# Cement-based Product Comparison Chart



## hellohello (Oct 17, 2013)

Does anyone know if there is a comparison chart available for cement-based products? I'd like it for reference, since I'm trying to learn a little bit more about masonry. For example, I'd like to know what is the difference between concrete, masons mix, sand/topping mix, modified thinset, unmodified thinset, stucco mix, scratch coat mix, etc. What is each composed of (i.e. sand, lime, portland cement, aggregate, etc), and how much of each? For example, sand/topping mix is sand and portland cement in a ratio of [insert ratio here], and masons mix is sand/topping mix with some lime in it in a ratio of [insert ratio here], etc. And then what's the product to water ratio of each mix?

I feel a chart would be REALLY handy for this, and make it easy to compare and contrast different cement-based products. So anyone have a link to one?


----------



## Tscarborough (Mar 31, 2006)

It would be handy, but there is no such thing, nor is one really possible in the format you want.

"Cement" is a term for an action, not a material, and can thus vary from cow milk to epoxy. What the material IS is not nearly as important as what you want to use it for.

For example, concrete and mortar can consist of the same things, i.e. portland cement, aggregate, and water, but they are not the same and the desired properties of the finished material are extremely different.

Since you can't define by name and you can't define by ingredients, the only thing left is to define by required physical properties. This is usually how materials are specified, although the goal of every manufacturer is to have their product specified by name even though it it may not be composed of any proprietary materials or methods.

For example, mortars are specified by their strengths: Type M(2500psi), S(1800psi), N(750psi), O(350psi), K(no strength, usually specified by mix design). This can be done in one of 2 ways, by PERFORMANCE or by PROPORTION. Google "mortar ASTM-C270" for more information.

All that said, here are some definitions of terms that cause problems when homeowners interact with professionals, because these terms mean specific things in the industry and are not really interchangeable.

Cement - Means nothing, don't use this word in speaking of masonry unless it is proceeded by another term.

Stucco - Means a system of cementious (or acrylic) wall coating.

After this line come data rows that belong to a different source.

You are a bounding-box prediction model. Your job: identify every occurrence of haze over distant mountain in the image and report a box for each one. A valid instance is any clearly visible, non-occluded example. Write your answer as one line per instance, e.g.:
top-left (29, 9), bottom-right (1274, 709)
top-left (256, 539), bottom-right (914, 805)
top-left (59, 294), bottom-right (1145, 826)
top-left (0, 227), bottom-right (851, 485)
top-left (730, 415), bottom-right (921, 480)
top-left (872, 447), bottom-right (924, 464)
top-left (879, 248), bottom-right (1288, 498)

As with "cement", it is meaningless without modifiers specifying exactly what you are talking about.

Portland cement - There are 4 primary types, of which most people will ever only see one: Type I,II,III and H. Most Portland Cement sold in the US is Type I/II. It is used in many other products like concrete, mortar, thinset, etc.

Lime - Limestone is burnt, hydrated, and milled. In the US there are no natural hydraulic limes, only hydrated ones. For masonry, Type S is used.

Masonry Cement - It can be composed of Portland Cement and Lime, or masonry cement as a manufactured material that contains no Portland cement at all. It is designated by a strength, Type S or N, commonly. It is mixed with masonry sand to produce mortar.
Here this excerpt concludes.